Comentario de libro - Al nivel de los Bates

 

Por Belgo

Allá por los años 1937 o 1938, en uno de los tantos yiros que debía hacer como chico de los mandados del diario El Pueblo, me topé con una librería de viejo que estaba situada sobre la calle Leandro Alem, muy próxima a Casa de Gobierno. Creo recordar que se llamaba la Librería del Saber y algún registro de su existencia debe quedar en el recuerdo o en el archivo de los historiadores de la ciudad, porque la ciudad tiene sus historiadores con título oficial otorgado por la legislatura y conquistado con trabajo, perseverancia, conocimiento y su pizquita de lobby. En aquella librería adquirí algunos libritos que todavía conservo, por ejemplo la primera edición de El gato escaldado, de quien sería luego mi amigo y miembro de nuestra Academia Nicolás Olivari, pero de quien entonces nada sabía; un cuaderno cuidadamente impreso de Enrique González Tuñón, titulado Apología del hombre santo y dedicado a don Ricardo Güiraldes. Y también La historia del tango firmada por los que entonces creíamos que eran hermanos Héctor Bates y José Luis Bates. De Héctor Bates algo sabía porque alguno de sus fabulosos reportajes radiofónicos a los maestros del tango habría escuchado, me imagino. Aquel librito de los Bates permaneció en mi trashumante biblioteca, sometida a la fatiga de tantísimas mudanzas; otros, en cambio sucumbieron a los trajines. Con el tiempo ese librito que adquirí al valor de un peso -yo entonces ganaba 50 por mes, y una suma equivalente producto de propinas bastantes generosas- caía también a mis bolsillos. De todas maneras un peso no era poca cosa; por un peso se podía almorzar en un restaurante donde ahora han de estar cobrando por lo menos quince. Creo haber hecho un buen negocio: por aquel libro que compré a un peso me ofrecen ahora quinientos.
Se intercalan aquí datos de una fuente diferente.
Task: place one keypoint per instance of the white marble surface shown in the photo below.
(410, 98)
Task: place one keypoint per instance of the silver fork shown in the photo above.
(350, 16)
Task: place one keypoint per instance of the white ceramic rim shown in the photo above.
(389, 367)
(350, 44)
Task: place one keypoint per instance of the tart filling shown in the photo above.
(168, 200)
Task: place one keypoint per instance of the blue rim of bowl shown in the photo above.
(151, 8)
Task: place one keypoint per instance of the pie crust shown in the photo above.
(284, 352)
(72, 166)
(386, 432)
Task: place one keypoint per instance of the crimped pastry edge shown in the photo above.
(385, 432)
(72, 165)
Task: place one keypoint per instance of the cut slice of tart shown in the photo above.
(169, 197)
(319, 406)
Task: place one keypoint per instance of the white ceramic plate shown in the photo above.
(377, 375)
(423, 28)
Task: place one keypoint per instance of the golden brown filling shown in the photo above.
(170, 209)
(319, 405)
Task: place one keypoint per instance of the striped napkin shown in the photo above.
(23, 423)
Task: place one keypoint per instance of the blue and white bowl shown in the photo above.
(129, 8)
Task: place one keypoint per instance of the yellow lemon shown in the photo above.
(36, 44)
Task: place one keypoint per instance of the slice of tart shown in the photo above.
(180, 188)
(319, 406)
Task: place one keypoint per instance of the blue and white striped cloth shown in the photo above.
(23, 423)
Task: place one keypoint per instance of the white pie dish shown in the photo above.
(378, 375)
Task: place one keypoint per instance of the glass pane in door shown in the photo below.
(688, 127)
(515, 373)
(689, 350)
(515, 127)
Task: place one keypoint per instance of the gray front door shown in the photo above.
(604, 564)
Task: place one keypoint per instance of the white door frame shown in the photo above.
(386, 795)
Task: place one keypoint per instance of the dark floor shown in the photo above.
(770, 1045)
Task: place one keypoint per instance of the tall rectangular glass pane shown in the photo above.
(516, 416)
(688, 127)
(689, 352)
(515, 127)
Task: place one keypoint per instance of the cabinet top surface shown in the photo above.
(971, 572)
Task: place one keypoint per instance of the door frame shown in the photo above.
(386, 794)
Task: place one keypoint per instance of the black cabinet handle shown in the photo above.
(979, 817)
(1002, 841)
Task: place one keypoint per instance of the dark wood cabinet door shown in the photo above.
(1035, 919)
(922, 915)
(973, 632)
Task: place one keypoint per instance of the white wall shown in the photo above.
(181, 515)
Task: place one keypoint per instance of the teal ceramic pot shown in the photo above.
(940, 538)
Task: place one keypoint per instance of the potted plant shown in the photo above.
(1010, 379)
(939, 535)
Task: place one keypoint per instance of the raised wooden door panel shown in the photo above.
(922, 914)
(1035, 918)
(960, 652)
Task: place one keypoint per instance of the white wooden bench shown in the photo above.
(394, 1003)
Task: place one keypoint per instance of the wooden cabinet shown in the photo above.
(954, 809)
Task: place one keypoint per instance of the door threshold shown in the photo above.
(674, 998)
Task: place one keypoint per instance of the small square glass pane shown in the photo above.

Ninguno podría hoy comprar por un peso el nuevo libro de Marcelo Héctor Oliveri, El tango del tercer milenio y sin duda no podrá comprarlo ya nunca porque este volumen que acaba de aparecer está condenado a convertirse en un clásico. Se parece al de los Bates en la abundancia y la novedad de la información que trae. Aquellas páginas que no recogían sino las declaraciones de los protago-nistas formuladas ante los micrófonos sumadas unas sobre otras, nos permitieron reconstituir el itinerario del tango desde el peringundín al Colón, porque cuando los Bates escribieron su libro ya había llegado al Colón en las voces de Libertad Lamarque y Rosita Montemar; desde la flauta juguetona que soplaban los tríos trashumantes hasta los arrestos sinfonistas de Francisco Canaro y Roberto Firpo. Nada de esa trayectoria era ignorada; alguien sabía algo de ello. Los Bates reunieron esos algos en un relato vasto y colorido. Es posible que también alguien sepa alguna de las cosas que recuerda y rescata Oliveri en este nuevo libro. Oliveri como los Bates reúne y coordina esos saberes y nos permite apreciar como en un pantallazo veraz y minucioso la situación actual del tango y detectar entre tanta confusión, tanta polémica, tanta tozudez el camino que el tango recorrerá en las próximas décadas, del mismo modo que el libro de los Bates permitía adivinar o presentir el camino que recorrería el tango de Pirincho a Piazzolla.

Por esto digo que el libro de Oliveri nace siendo ya un clásico. Nace para la lectura ansiosa y fascinante y para la consulta permanente. No nace para el olvido sino para el anaquel acogedor de las bibliotecas.